LOS ANGELES (CN) — Entertainment studios and the Screen Actors Guild, which represents actors who appear in movies and television shows, have a tentative deal for a new contract, ending a 118-day strike, the longest in the union’s history.

In a statement posted to the social media platform X, the guild, SAG-AFTRA, said the contract was valued at “over one billion dollars.”

“We have arrived at a contract that will enable SAG-AFTRA members from every category to build sustainable careers,” the statement read. “Many thousands of performers now and into the future will benefit from this work.”

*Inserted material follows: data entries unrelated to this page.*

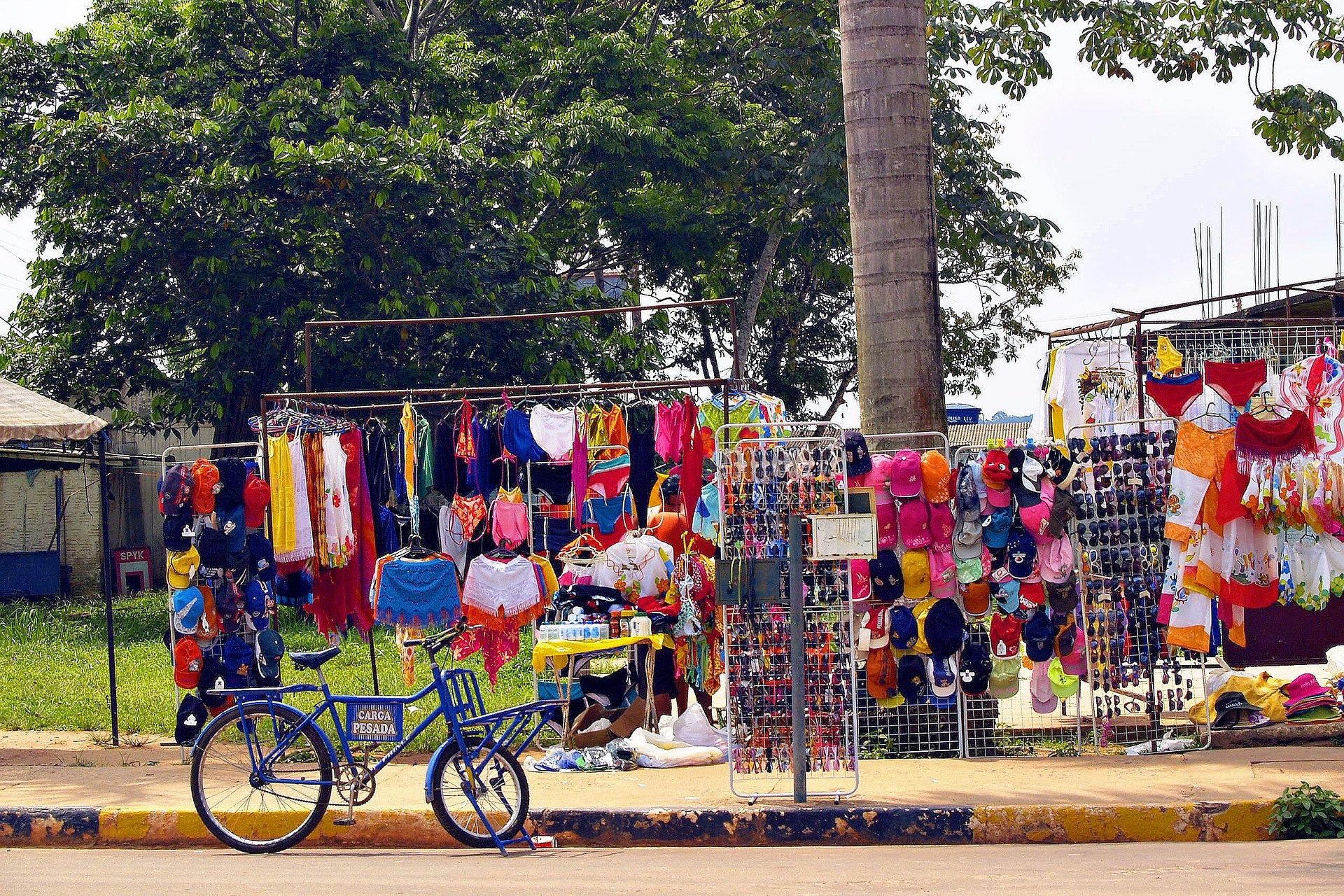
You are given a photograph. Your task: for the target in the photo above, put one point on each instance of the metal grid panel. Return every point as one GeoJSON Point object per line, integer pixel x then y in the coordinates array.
{"type": "Point", "coordinates": [927, 729]}
{"type": "Point", "coordinates": [1011, 727]}
{"type": "Point", "coordinates": [761, 482]}
{"type": "Point", "coordinates": [1139, 688]}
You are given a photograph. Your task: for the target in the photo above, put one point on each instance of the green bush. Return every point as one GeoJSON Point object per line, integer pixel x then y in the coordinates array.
{"type": "Point", "coordinates": [1307, 812]}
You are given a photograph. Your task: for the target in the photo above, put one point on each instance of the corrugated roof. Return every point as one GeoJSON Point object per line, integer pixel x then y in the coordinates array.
{"type": "Point", "coordinates": [27, 415]}
{"type": "Point", "coordinates": [981, 433]}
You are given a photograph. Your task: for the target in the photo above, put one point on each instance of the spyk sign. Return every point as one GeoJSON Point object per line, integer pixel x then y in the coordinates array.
{"type": "Point", "coordinates": [374, 722]}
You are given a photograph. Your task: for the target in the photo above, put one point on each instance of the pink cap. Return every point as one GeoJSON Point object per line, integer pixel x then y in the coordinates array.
{"type": "Point", "coordinates": [941, 527]}
{"type": "Point", "coordinates": [942, 571]}
{"type": "Point", "coordinates": [862, 582]}
{"type": "Point", "coordinates": [997, 498]}
{"type": "Point", "coordinates": [888, 531]}
{"type": "Point", "coordinates": [914, 524]}
{"type": "Point", "coordinates": [906, 475]}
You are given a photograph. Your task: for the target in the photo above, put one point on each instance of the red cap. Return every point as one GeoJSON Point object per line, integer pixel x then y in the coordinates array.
{"type": "Point", "coordinates": [255, 498]}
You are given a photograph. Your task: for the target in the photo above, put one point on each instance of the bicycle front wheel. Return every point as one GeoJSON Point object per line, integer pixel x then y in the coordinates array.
{"type": "Point", "coordinates": [261, 778]}
{"type": "Point", "coordinates": [460, 797]}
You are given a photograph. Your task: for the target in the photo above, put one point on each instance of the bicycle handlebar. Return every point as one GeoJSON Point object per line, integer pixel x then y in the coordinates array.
{"type": "Point", "coordinates": [441, 640]}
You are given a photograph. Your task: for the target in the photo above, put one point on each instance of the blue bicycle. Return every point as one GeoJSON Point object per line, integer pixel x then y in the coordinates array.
{"type": "Point", "coordinates": [262, 771]}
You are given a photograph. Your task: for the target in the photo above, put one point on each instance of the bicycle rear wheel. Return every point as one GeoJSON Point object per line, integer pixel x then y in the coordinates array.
{"type": "Point", "coordinates": [499, 789]}
{"type": "Point", "coordinates": [242, 804]}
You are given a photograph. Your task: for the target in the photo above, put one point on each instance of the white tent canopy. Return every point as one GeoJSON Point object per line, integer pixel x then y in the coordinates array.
{"type": "Point", "coordinates": [27, 415]}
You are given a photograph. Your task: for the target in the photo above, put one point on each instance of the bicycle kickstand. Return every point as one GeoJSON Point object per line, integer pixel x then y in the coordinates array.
{"type": "Point", "coordinates": [350, 811]}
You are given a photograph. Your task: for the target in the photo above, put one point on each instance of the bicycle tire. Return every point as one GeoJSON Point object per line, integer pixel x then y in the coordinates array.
{"type": "Point", "coordinates": [463, 822]}
{"type": "Point", "coordinates": [216, 818]}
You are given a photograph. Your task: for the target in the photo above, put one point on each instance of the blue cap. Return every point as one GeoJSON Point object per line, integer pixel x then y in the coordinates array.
{"type": "Point", "coordinates": [905, 629]}
{"type": "Point", "coordinates": [997, 526]}
{"type": "Point", "coordinates": [187, 606]}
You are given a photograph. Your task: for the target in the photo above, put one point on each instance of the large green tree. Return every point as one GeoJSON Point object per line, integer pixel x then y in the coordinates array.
{"type": "Point", "coordinates": [209, 175]}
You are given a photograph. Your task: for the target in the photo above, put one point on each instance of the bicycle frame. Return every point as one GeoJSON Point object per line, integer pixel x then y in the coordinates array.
{"type": "Point", "coordinates": [458, 701]}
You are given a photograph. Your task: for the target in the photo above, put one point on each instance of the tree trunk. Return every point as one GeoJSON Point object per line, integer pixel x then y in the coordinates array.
{"type": "Point", "coordinates": [889, 143]}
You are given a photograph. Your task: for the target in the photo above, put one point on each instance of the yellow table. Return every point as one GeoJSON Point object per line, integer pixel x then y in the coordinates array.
{"type": "Point", "coordinates": [556, 656]}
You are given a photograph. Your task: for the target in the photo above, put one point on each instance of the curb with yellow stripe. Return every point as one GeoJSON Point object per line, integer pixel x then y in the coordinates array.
{"type": "Point", "coordinates": [745, 827]}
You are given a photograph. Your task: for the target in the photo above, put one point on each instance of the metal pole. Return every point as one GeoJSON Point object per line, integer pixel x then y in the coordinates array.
{"type": "Point", "coordinates": [106, 584]}
{"type": "Point", "coordinates": [797, 660]}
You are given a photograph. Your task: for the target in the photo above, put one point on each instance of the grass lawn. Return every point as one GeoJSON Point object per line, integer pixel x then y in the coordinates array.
{"type": "Point", "coordinates": [54, 666]}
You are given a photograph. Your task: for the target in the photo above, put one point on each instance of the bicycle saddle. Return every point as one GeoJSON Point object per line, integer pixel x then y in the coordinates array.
{"type": "Point", "coordinates": [315, 659]}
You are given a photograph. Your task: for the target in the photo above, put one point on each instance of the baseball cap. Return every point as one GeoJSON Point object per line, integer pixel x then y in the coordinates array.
{"type": "Point", "coordinates": [941, 527]}
{"type": "Point", "coordinates": [204, 480]}
{"type": "Point", "coordinates": [914, 567]}
{"type": "Point", "coordinates": [270, 648]}
{"type": "Point", "coordinates": [858, 461]}
{"type": "Point", "coordinates": [262, 556]}
{"type": "Point", "coordinates": [191, 718]}
{"type": "Point", "coordinates": [254, 602]}
{"type": "Point", "coordinates": [175, 489]}
{"type": "Point", "coordinates": [1063, 597]}
{"type": "Point", "coordinates": [209, 625]}
{"type": "Point", "coordinates": [968, 498]}
{"type": "Point", "coordinates": [255, 498]}
{"type": "Point", "coordinates": [1042, 695]}
{"type": "Point", "coordinates": [187, 662]}
{"type": "Point", "coordinates": [996, 470]}
{"type": "Point", "coordinates": [882, 673]}
{"type": "Point", "coordinates": [942, 575]}
{"type": "Point", "coordinates": [233, 526]}
{"type": "Point", "coordinates": [178, 532]}
{"type": "Point", "coordinates": [238, 662]}
{"type": "Point", "coordinates": [1038, 633]}
{"type": "Point", "coordinates": [934, 472]}
{"type": "Point", "coordinates": [213, 679]}
{"type": "Point", "coordinates": [996, 528]}
{"type": "Point", "coordinates": [942, 676]}
{"type": "Point", "coordinates": [210, 543]}
{"type": "Point", "coordinates": [911, 678]}
{"type": "Point", "coordinates": [187, 605]}
{"type": "Point", "coordinates": [233, 477]}
{"type": "Point", "coordinates": [1022, 554]}
{"type": "Point", "coordinates": [1057, 559]}
{"type": "Point", "coordinates": [968, 539]}
{"type": "Point", "coordinates": [1006, 590]}
{"type": "Point", "coordinates": [182, 567]}
{"type": "Point", "coordinates": [906, 475]}
{"type": "Point", "coordinates": [945, 628]}
{"type": "Point", "coordinates": [1004, 637]}
{"type": "Point", "coordinates": [1003, 678]}
{"type": "Point", "coordinates": [971, 570]}
{"type": "Point", "coordinates": [974, 598]}
{"type": "Point", "coordinates": [886, 577]}
{"type": "Point", "coordinates": [859, 580]}
{"type": "Point", "coordinates": [905, 628]}
{"type": "Point", "coordinates": [974, 668]}
{"type": "Point", "coordinates": [914, 524]}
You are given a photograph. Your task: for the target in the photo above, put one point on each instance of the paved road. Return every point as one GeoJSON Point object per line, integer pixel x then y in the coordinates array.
{"type": "Point", "coordinates": [1116, 869]}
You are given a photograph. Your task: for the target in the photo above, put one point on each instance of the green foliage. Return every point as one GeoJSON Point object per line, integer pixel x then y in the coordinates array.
{"type": "Point", "coordinates": [1307, 812]}
{"type": "Point", "coordinates": [54, 666]}
{"type": "Point", "coordinates": [210, 175]}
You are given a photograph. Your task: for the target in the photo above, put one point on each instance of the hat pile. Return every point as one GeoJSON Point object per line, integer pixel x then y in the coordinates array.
{"type": "Point", "coordinates": [1308, 703]}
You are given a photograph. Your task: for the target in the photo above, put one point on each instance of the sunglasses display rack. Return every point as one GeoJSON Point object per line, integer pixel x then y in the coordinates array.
{"type": "Point", "coordinates": [932, 727]}
{"type": "Point", "coordinates": [1011, 727]}
{"type": "Point", "coordinates": [762, 484]}
{"type": "Point", "coordinates": [1139, 688]}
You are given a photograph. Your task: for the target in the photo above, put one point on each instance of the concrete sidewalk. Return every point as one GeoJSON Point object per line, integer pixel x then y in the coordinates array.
{"type": "Point", "coordinates": [141, 796]}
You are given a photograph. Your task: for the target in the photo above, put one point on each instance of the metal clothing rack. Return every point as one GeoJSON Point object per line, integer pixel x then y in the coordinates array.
{"type": "Point", "coordinates": [216, 644]}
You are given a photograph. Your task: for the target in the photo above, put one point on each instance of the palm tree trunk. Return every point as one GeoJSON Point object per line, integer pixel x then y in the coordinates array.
{"type": "Point", "coordinates": [889, 139]}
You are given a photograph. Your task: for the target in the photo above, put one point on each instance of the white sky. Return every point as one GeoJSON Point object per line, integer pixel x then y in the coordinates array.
{"type": "Point", "coordinates": [1126, 168]}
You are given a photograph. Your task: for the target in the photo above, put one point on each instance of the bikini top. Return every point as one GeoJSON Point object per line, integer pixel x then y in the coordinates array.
{"type": "Point", "coordinates": [553, 431]}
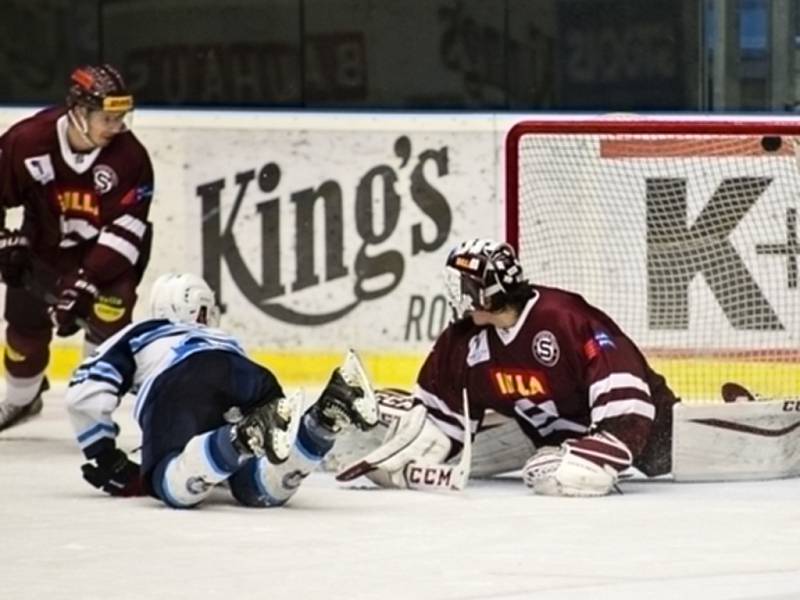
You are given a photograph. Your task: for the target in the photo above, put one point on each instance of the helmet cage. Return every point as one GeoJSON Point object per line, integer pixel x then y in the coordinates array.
{"type": "Point", "coordinates": [99, 88]}
{"type": "Point", "coordinates": [478, 276]}
{"type": "Point", "coordinates": [184, 298]}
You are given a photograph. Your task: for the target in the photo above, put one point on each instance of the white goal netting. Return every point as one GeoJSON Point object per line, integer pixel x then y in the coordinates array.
{"type": "Point", "coordinates": [685, 232]}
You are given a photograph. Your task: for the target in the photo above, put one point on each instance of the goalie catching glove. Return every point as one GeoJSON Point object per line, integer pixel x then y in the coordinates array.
{"type": "Point", "coordinates": [588, 466]}
{"type": "Point", "coordinates": [412, 439]}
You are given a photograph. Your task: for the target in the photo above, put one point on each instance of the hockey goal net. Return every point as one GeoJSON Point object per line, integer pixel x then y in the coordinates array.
{"type": "Point", "coordinates": [683, 231]}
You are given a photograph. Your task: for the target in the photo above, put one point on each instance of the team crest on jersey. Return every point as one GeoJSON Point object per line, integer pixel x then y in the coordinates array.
{"type": "Point", "coordinates": [105, 179]}
{"type": "Point", "coordinates": [545, 348]}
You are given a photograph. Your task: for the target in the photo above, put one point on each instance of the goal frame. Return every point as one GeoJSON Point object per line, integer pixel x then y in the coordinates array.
{"type": "Point", "coordinates": [692, 125]}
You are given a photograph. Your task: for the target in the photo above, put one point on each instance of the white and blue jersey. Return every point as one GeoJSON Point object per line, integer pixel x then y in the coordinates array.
{"type": "Point", "coordinates": [129, 362]}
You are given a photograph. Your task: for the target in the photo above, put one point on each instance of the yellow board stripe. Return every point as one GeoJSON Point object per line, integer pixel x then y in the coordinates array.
{"type": "Point", "coordinates": [694, 380]}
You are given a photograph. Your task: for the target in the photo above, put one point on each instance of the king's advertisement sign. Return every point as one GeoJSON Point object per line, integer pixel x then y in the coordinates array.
{"type": "Point", "coordinates": [319, 238]}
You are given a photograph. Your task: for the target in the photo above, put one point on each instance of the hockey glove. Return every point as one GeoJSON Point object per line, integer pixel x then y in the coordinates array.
{"type": "Point", "coordinates": [76, 296]}
{"type": "Point", "coordinates": [15, 257]}
{"type": "Point", "coordinates": [114, 473]}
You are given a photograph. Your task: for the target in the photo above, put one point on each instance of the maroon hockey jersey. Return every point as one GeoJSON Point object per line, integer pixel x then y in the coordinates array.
{"type": "Point", "coordinates": [93, 203]}
{"type": "Point", "coordinates": [565, 370]}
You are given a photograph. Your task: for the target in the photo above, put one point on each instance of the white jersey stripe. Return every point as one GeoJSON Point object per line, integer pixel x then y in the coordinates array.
{"type": "Point", "coordinates": [616, 381]}
{"type": "Point", "coordinates": [119, 245]}
{"type": "Point", "coordinates": [618, 408]}
{"type": "Point", "coordinates": [130, 223]}
{"type": "Point", "coordinates": [434, 402]}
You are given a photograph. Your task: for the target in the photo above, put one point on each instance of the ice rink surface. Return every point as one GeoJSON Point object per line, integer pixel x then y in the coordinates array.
{"type": "Point", "coordinates": [62, 539]}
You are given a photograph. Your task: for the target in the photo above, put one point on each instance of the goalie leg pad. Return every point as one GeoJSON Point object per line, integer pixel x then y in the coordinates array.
{"type": "Point", "coordinates": [555, 471]}
{"type": "Point", "coordinates": [414, 438]}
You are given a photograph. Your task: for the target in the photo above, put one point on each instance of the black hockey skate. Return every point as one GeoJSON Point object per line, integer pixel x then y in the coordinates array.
{"type": "Point", "coordinates": [11, 414]}
{"type": "Point", "coordinates": [343, 403]}
{"type": "Point", "coordinates": [265, 431]}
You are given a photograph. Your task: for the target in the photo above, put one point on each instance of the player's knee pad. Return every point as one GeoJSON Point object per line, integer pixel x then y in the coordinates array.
{"type": "Point", "coordinates": [27, 351]}
{"type": "Point", "coordinates": [185, 479]}
{"type": "Point", "coordinates": [259, 483]}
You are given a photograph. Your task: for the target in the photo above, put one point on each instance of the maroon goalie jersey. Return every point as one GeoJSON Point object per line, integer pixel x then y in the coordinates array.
{"type": "Point", "coordinates": [94, 204]}
{"type": "Point", "coordinates": [564, 371]}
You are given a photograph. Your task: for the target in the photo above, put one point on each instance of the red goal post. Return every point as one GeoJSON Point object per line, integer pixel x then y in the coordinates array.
{"type": "Point", "coordinates": [683, 230]}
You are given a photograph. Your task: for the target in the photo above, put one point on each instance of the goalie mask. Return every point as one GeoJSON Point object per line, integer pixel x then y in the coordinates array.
{"type": "Point", "coordinates": [479, 275]}
{"type": "Point", "coordinates": [185, 298]}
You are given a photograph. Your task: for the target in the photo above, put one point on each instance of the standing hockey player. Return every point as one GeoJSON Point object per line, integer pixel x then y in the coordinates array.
{"type": "Point", "coordinates": [576, 385]}
{"type": "Point", "coordinates": [207, 413]}
{"type": "Point", "coordinates": [84, 184]}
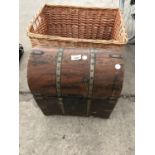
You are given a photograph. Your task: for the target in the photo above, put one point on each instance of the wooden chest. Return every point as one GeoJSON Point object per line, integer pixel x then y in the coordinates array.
{"type": "Point", "coordinates": [76, 81]}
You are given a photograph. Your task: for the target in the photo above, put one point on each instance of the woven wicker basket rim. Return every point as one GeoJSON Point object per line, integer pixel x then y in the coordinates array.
{"type": "Point", "coordinates": [59, 38]}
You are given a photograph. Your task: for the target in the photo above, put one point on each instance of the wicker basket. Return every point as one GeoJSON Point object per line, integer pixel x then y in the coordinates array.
{"type": "Point", "coordinates": [68, 26]}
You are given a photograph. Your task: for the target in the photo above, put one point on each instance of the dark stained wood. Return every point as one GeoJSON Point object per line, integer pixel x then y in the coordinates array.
{"type": "Point", "coordinates": [75, 75]}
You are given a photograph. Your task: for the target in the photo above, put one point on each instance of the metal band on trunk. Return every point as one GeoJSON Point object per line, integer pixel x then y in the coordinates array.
{"type": "Point", "coordinates": [91, 79]}
{"type": "Point", "coordinates": [58, 79]}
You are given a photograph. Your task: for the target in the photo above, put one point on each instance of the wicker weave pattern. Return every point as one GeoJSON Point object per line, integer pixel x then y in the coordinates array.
{"type": "Point", "coordinates": [76, 26]}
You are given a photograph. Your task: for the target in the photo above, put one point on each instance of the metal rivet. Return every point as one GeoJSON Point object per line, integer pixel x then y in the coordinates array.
{"type": "Point", "coordinates": [117, 66]}
{"type": "Point", "coordinates": [84, 57]}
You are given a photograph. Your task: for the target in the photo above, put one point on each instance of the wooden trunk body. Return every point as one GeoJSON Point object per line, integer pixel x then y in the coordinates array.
{"type": "Point", "coordinates": [76, 81]}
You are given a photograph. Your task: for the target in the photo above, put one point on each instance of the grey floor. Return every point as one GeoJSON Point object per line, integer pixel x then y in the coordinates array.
{"type": "Point", "coordinates": [58, 135]}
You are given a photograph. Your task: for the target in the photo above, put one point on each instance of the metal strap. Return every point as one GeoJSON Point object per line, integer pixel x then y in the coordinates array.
{"type": "Point", "coordinates": [58, 79]}
{"type": "Point", "coordinates": [91, 78]}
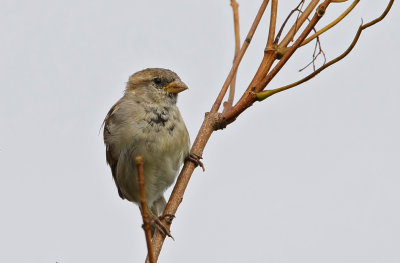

In their own statement, the Alliance of Motion Picture and Television Producers, or AMPTP, said, “Today’s tentative agreement represents a new paradigm. It gives SAG-AFTRA the biggest contract-on-contract gains in the history of the union, including the largest increase in minimum wages in the last forty years; a brand new residual for streaming programs; extensive consent and compensation protections in the use of artificial intelligence; and sizable contract increases on items across the board.”

The exact terms of the three-year deal have not yet been disclosed, but the months-long dispute largely centered on two issues: money and artificial intelligence. The new deal has been reported by Variety and other outlets to include a 7% minimum pay increase for all actors, 2% above the recent increases handed to the writers and directors.

As for artificial intelligence, the union, which represents 160,000 actors and performers, wanted rules in place that require an actor’s consent, as well as a minimum fee, for having his or her likeness digitally recreated on screen using AI technology. The studios wanted only consent, and they wanted it to cover multiple movies within the same franchise.

Production in Hollywood ground to a halt in May, kicking off what many took to calling LA’s “hot labor summer” (though in truth the summer was not that hot, compared to much of the country), when the screenwriters went on strike. They were joined two months later by the actors — the first time in more than 60 years that both unions were on strike together. The screenwriters’ strike was resolved in September.

The strike will formally end at 12:01 a.m. on Thursday morning. The union’s negotiating committee approved the deal by a unanimous vote, but it will need to be approved on Friday by the SAG-AFTRA national board, and then by the entire membership. But actors are allowed to return to work on Thursday.

The deal comes as a relief to many employees in the entertainment industry, as well as ancillary businesses like caterers and dry cleaners. But it will also please the studios, who were worried about the next slate of television shows and the 2024 summer movie season. Movies like Deadpool 3 and Gladiator 2 had been put on pause, halfway through production. Other movies, like Dune: Part Two, had their releases delayed, in order to wait for actors to be available to promote their movies — a key part of the job for stars.

The studios had presented what they called their “last, best and final offer” to the union on Friday. A deal was expected over the weekend, but on Monday, the union said that the two sides were still divided on “several key items,” including residuals from streaming platforms.

According to California Gov. Gavin Newsom, the long summer strike cost the state more than $5 billion.